As Bailey was batting away the possibility of an inflation surge by the end of 2021, the bond markets were sending out a different signal.
The yield on the ten-year gilt climbed to 0.843 per cent, the highest level since the ‘dash for cash’. While that may seem inconsequential, one should not ignore the warnings in the March budget document which noted that if interest rates were one percentage point higher it would increase government spending on debt interest by £20.8billion.
The Bank can be effective in holding down short-term rates and could potentially still head into negative rate territory.
But bearing down on rates further up the yield curve might require yet more quantitative easing in addition to the £895billion already out there.
It would be splendid if Bailey could, in one bound, free himself from the regulatory quagmire of the FCA.
He could potentially seize the initiative by showing some leadership on stepped-up policing of shadow banks such as Greensill.

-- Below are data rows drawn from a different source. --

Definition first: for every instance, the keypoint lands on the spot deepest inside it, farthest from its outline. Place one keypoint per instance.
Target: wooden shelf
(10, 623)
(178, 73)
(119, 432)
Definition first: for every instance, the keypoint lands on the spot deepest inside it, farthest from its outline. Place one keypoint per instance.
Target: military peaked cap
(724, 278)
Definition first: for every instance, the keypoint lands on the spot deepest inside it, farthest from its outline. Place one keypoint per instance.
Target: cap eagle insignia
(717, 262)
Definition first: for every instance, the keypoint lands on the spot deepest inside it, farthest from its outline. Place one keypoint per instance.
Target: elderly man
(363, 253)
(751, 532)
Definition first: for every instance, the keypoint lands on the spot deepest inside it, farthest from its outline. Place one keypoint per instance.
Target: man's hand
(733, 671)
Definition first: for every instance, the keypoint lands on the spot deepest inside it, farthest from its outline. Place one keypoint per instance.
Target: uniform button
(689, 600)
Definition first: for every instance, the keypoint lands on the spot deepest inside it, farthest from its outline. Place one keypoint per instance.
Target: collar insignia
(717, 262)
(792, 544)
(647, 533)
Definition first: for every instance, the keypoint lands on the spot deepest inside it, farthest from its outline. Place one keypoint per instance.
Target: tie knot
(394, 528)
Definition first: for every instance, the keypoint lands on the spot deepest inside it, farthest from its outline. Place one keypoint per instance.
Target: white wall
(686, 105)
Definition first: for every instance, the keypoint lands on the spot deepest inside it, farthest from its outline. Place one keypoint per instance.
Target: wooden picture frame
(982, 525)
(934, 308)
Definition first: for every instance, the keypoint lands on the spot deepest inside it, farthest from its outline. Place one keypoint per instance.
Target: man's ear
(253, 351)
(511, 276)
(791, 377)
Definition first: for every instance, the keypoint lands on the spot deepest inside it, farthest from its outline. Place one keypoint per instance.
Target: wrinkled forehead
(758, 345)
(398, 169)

Simply taking a narrow legalistic view of the Old Lady’s responsibility for orderliness in UK finance is unacceptable. Maybe he could start by galvanising, refreshing and diversifying the deputy governors.
Damage control
The August 2019 date for an end of Payment Protection Insurance (PPI) compensation left the claims management firms short of work.
They identified whole new classes of hurt including those against doorstep lender Provident Financial. The sub-prime lender has been inundated with complaints that its home credit business failed to properly consider affordability when approving loans.
In an effort to cap the losses, Provident proposes to hive off its consumer credit division and set up a special compensation scheme.
It wants to inject £65million into the plan. This would mean some of the most credit-stretched families would not get the compensation which the FCA thinks they are entitled to.
As sympathetic as one is to less-well-off borrowers, closing down doorstep credit, rather than better regulating the terms, is not a great option.
Most doorstep borrowers do not qualify for credit cards or borrowing from the Provvy’s Vanquis arm. If the FCA effectively proscribes doorstep lending, all that does is drive financially vulnerable consumers into the hands of the real loan sharks armed with baseball bats.
Uncertainty over the costs of escaping doorstep lending sent Provvy shares, a favourite of Neil Woodford, down nearly 28 per cent in latest trading.
An unintended consequence of regulatory muscle flexing could be higher A&E admissions.
National security
Time is running out for a UK-based and quoted G4S. Investors must vote on the private equity backed £3.9billion bid by Allied Universal for the world’s largest security company by today.
Not everyone is as enthusiastic as chief executive Ashley Almanza who stands to collect up to £15million for the deal.
To get the bid over the line the acceptance level has been successively lowered from 90 per cent, to 75 per cent and now 50 per cent.
A shock defeat is not expected for this debt-fuelled travesty, but you never know.